Во время одной из его отлучек у меня появились ужасные конвульсии, которые невежественный и тщеславный доктор Вецелиус, — вы знаете его, — пользовавший меня в отсутствие Маркуса, назвал злокачественной лихорадкой. После припадка я впала в полную прострацию, которую приняли за смерть. Пульс не бился, дыхания не было слышно. И тем не менее я находилась в полном сознании. Я слышала молитвы капеллана и стенания моей семьи, слышала душераздирающие крики моего единственного ребенка, моего бедного Альберта, но не могла сделать ни одного движения, не могла даже взглянуть на него. Мне закрыли глаза, и у меня не было сил открыть их. Я думала, что, быть может, это смерть и что душа, лишенная воздействия на труп, сохранила во время кончины страдания жизни и ужас перед могилой. Лежа на смертном одре, я услышала страшные вещи. Капеллан, пытаясь смягчить искреннюю и острую скорбь канониссы, говорил ей, что надо благодарить бога за все и что это великое благо для моего мужа — избавиться от вечных тревог из-за моей болезни и из-за вспышек моей заблудшей души. Он употреблял не столь резкие выражения, но смысл их был именно таков, и канонисса, слушая его, понемногу успокаивалась. Она даже попыталась потом теми же самыми доводами утешить и Христиана, еще более смягчив его слова, но сохранив их жестокий для меня смысл. Я слышала и понимала все с ужасающей отчетливостью. Это воля божия, говорили они, что я не буду воспитывать своего сына и что он с малых лет будет избавлен от яда ереси, которым я была заражена. Вот что было сказано моему супругу, когда, прижимая к груди Альберта, он воскликнул: «Бедное дитя! Что станется с тобой без матери!» — «Вы воспитаете его в духе божием!» — таков был ответ капеллана.

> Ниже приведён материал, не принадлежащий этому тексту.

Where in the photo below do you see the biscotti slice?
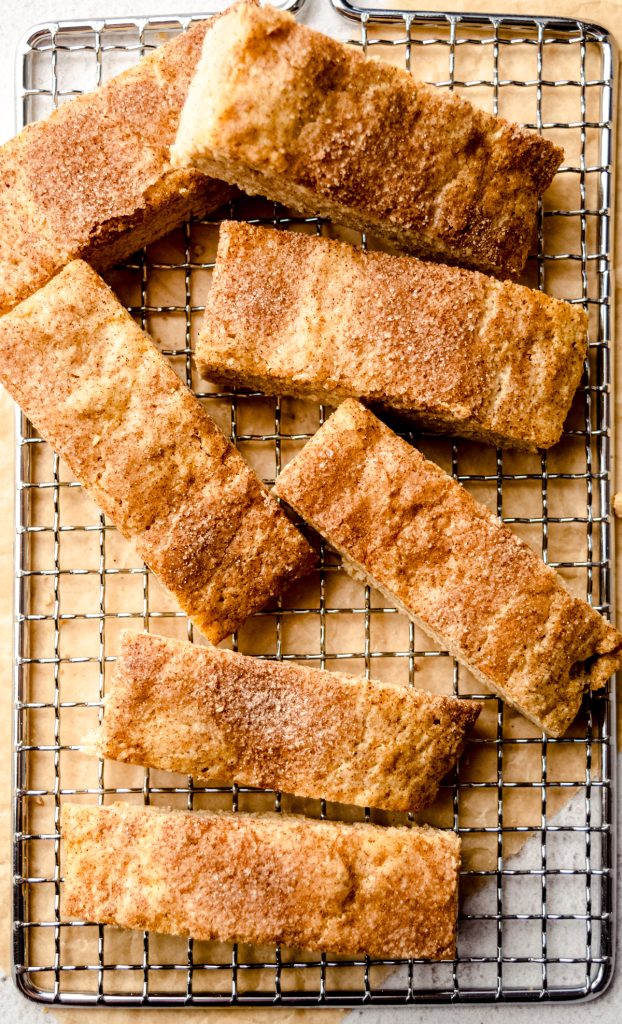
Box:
[275,399,622,736]
[60,804,460,959]
[95,631,482,811]
[172,4,564,274]
[0,261,315,642]
[0,22,232,311]
[197,221,587,450]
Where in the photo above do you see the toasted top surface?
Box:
[275,399,622,735]
[0,261,315,640]
[61,804,460,958]
[197,221,587,447]
[0,22,230,310]
[97,631,481,811]
[172,4,563,272]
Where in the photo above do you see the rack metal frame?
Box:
[13,0,616,1007]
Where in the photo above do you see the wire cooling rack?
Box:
[13,0,615,1006]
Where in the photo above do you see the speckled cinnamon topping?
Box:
[0,261,315,642]
[0,22,232,311]
[60,804,460,959]
[172,4,564,274]
[197,221,587,450]
[96,632,482,811]
[275,399,622,736]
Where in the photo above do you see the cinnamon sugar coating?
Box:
[60,804,460,959]
[275,399,622,736]
[172,4,564,274]
[0,22,232,311]
[0,261,315,642]
[197,221,587,451]
[95,631,482,811]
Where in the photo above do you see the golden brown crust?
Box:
[0,22,232,311]
[172,4,564,273]
[96,632,482,811]
[0,261,315,642]
[197,221,587,451]
[61,804,460,959]
[275,399,622,736]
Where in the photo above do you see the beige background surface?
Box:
[0,0,622,1022]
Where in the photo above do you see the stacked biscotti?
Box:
[0,2,622,958]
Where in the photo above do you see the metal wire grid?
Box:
[9,0,615,1006]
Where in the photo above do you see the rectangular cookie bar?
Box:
[275,399,622,736]
[197,221,587,451]
[60,804,460,959]
[171,4,564,274]
[0,22,232,311]
[95,631,482,811]
[0,261,315,642]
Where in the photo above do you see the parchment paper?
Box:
[0,0,622,1021]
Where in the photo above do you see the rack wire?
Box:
[9,0,615,1006]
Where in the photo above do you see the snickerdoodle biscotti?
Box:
[95,632,481,811]
[60,804,460,959]
[0,261,315,642]
[172,4,564,274]
[0,22,232,311]
[197,221,587,450]
[275,399,622,736]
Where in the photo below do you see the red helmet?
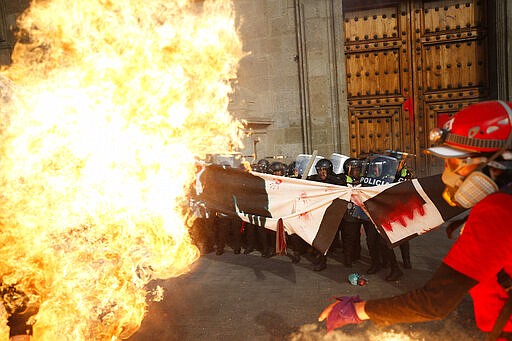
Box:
[428,101,512,158]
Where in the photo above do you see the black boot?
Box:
[291,252,300,264]
[343,254,352,268]
[313,255,327,271]
[386,265,404,282]
[400,242,412,269]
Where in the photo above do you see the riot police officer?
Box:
[340,158,365,268]
[307,159,347,271]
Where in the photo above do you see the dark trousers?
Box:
[258,227,276,255]
[341,219,361,265]
[245,223,261,251]
[214,214,242,250]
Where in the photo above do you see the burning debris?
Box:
[0,0,242,340]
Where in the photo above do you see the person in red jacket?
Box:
[319,101,512,340]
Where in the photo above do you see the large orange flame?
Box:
[0,0,242,340]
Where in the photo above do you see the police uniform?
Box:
[307,171,347,271]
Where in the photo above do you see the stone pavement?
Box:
[130,228,485,341]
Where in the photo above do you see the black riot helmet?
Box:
[268,161,286,176]
[343,157,357,174]
[256,159,270,173]
[343,158,363,179]
[315,159,334,174]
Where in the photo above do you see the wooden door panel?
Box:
[346,48,400,97]
[420,38,487,91]
[344,1,414,156]
[351,106,402,155]
[343,0,490,176]
[411,0,489,175]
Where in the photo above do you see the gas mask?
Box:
[442,157,498,208]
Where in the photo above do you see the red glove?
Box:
[327,296,363,332]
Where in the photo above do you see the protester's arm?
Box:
[364,263,477,326]
[318,263,477,330]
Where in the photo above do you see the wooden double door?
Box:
[343,0,492,176]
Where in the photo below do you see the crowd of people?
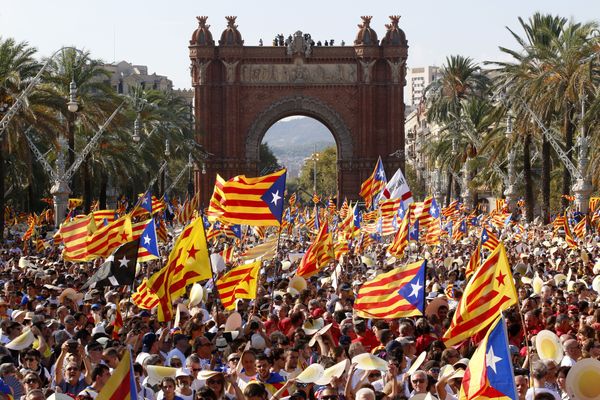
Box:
[0,214,600,400]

Наконец, после трех дней неподвижного и немого отчаяния, я была перенесена в склеп, так и не найдя в себе силы сделать хоть одно движение и ни на секунду не сомневаясь в ожидавшей меня страшной смерти. Меня осыпали драгоценными камнями, надели на меня роскошное подвенечное платье, то самое, в котором вы видели меня на портрете. Голову мне украсили венком из живых цветов, на грудь повесили золотое распятие и положили меня в длинную нишу белого мрамора, высеченную в подземной части часовни. Я не почувствовала ни холода, ни отсутствия воздуха — во мне жила только мысль.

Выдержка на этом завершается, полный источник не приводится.